I've always struggled with coupons because I never have them when I decide to go to the store - usually on the way home from work. Even if I remember to take them with me, it's a pain organizing them so it is efficient to find these products.

Coupons are not only inefficient for consumers, the redemption process is ridiculous. I never realized the distance a coupon travels whenever a consumer uses it. Retailers send coupons periodically (i.e. weekly) to one of a couple US based clearing houses who process coupons and reimbursement retailers.

Coupons are then sent to Mexico where they are scanned and then shredded. I don't know the processing cost for these coupons, but it doesn't take a rocket scientist to figure out that this process is expensive.

I assume newspapers have a blind eye to alternative solutions just as they did with classifieds. Newspapers repeatedly blame Craig's list for their demise when it was their own fault. Traditional companies almost always attempt to monetize digital content (Craig's list is digital content) the same way they monetized using print. I predict the same thing will happen with coupons. Newspapers will once again miss the boat. Innovators Dilemma describes why establish companies struggle with disruptive technology.

Newspapers may not feel threatened (if you are in the newspaper business, I would like to hear your perspective) because online coupons have their own short comings. I don't understand why people print out online coupons valued at $0.75 or $1. The cost to print the coupon is almost as much as the value of the coupon. You have the same problem as the coupons in the newspaper - forgetting to bring them when you go to the store. There is also the issue the 30 - 40 minutes needed to print coupons - wait for your computer to boot up, get to the coupon web site, and then print the coupon - that's another topic.
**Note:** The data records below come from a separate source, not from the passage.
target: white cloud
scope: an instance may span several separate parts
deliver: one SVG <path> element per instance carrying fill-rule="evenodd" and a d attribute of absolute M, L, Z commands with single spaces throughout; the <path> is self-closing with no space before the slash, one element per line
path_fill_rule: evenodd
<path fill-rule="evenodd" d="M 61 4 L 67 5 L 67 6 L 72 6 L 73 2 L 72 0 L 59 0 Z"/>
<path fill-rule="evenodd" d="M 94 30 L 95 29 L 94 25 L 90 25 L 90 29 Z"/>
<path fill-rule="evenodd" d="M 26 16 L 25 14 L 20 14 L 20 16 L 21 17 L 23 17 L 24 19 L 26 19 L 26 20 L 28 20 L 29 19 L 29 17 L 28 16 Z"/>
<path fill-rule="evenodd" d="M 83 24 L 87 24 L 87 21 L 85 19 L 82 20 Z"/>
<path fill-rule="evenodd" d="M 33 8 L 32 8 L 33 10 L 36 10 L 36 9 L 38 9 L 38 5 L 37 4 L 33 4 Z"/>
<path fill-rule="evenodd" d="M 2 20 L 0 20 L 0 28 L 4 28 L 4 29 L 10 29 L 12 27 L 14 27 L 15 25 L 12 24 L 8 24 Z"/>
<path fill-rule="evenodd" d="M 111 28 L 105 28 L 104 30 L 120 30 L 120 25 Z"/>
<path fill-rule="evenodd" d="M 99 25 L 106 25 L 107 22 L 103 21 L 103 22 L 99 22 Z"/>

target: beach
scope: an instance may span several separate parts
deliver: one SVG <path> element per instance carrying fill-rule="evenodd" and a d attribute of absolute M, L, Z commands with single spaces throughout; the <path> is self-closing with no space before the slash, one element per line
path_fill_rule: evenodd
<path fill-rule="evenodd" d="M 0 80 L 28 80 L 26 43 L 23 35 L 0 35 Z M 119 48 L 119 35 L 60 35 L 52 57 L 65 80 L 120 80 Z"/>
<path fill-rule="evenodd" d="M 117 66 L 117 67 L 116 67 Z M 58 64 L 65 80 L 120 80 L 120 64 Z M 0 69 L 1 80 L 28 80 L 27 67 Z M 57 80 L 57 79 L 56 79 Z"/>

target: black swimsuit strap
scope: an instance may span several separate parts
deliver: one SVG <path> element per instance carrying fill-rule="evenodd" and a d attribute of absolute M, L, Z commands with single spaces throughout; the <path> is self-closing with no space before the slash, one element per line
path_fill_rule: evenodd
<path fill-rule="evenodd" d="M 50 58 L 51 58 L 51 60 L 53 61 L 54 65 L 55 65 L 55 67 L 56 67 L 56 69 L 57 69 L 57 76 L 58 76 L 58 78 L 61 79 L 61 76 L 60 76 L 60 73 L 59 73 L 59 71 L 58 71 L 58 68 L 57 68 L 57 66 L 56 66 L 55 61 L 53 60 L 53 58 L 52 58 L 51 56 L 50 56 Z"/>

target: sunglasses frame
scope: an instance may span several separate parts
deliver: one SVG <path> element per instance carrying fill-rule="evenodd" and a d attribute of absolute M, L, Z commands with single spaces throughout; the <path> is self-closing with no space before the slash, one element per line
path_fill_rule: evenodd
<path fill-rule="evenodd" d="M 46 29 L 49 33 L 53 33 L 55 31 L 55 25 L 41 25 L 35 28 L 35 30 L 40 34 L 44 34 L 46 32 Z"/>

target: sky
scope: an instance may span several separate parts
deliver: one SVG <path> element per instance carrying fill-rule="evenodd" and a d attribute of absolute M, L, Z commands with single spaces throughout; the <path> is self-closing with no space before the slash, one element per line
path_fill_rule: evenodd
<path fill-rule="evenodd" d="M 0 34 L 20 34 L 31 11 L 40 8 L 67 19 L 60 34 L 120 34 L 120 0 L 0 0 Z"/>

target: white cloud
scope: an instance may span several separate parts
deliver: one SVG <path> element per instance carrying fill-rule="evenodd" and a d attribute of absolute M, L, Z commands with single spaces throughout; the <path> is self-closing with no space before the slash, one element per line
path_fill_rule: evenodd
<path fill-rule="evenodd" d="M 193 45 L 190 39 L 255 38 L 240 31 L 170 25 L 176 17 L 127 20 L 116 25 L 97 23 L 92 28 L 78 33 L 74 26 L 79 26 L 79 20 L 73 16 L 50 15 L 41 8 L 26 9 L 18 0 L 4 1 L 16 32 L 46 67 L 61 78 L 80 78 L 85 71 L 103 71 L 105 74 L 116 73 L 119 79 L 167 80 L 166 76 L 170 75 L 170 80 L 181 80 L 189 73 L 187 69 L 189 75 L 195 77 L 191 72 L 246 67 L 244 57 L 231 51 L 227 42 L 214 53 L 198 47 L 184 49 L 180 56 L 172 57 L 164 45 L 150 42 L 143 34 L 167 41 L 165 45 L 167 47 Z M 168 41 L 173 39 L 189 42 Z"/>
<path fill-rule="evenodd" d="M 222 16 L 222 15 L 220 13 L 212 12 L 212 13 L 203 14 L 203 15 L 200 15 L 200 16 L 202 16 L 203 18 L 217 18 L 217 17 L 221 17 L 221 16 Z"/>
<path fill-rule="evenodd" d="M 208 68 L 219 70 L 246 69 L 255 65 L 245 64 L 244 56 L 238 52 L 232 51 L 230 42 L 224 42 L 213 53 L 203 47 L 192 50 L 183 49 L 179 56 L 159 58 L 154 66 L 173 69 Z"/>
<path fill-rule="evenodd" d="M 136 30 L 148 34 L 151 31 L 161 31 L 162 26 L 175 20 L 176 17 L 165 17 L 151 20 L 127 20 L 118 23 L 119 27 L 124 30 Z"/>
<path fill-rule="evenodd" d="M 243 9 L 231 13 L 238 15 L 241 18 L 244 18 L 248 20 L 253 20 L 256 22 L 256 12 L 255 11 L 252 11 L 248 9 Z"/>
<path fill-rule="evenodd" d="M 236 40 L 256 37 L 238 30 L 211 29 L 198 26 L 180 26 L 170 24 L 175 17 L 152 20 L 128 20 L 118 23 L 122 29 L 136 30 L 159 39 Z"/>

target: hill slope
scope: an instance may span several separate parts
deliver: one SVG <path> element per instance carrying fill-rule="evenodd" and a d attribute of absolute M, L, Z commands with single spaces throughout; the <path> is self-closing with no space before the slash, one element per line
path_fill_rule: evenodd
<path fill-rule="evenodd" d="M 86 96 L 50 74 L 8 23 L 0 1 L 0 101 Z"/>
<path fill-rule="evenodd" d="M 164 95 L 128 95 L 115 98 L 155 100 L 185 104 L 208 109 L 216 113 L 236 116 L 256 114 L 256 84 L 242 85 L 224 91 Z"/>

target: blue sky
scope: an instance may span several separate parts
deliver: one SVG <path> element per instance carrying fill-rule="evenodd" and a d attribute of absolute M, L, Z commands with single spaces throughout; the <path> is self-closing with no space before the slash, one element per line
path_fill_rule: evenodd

Grocery stores are experimenting with another idea. Club cards are now allowing you to "attach" coupons to your savings card via the grocery stores' web site. I tried this with my Safeway club card and ran into numerous problems.

First, it was difficult to find this capability on the Safeway's site - if my colleague didn't tell me about I never would have found it. Second, there was a very limited selection of coupons. However, the biggest problem was I forgot which coupons I tied to my card. The only way to remember is to jot down the coupons selected or have a fantastic memory - which I don't have so I need to rely on the former approach.

What's the answer - easily storing scannable coupons on your mobile phone. Most people have their phone with them at all times eliminating the problem of forgetting the coupons at home. All that's needed is a web site that allows you to select the coupons, easily download them to your phone, and lastly, an easy to use mobile app that allows you to scan the electronic coupon when you check out. All this technology exists today. The challenge is figuring out how to take it to market.

I'm interested in learning if other people share my frustration with paper based coupons and are appalled at the cost and energy required to process coupons.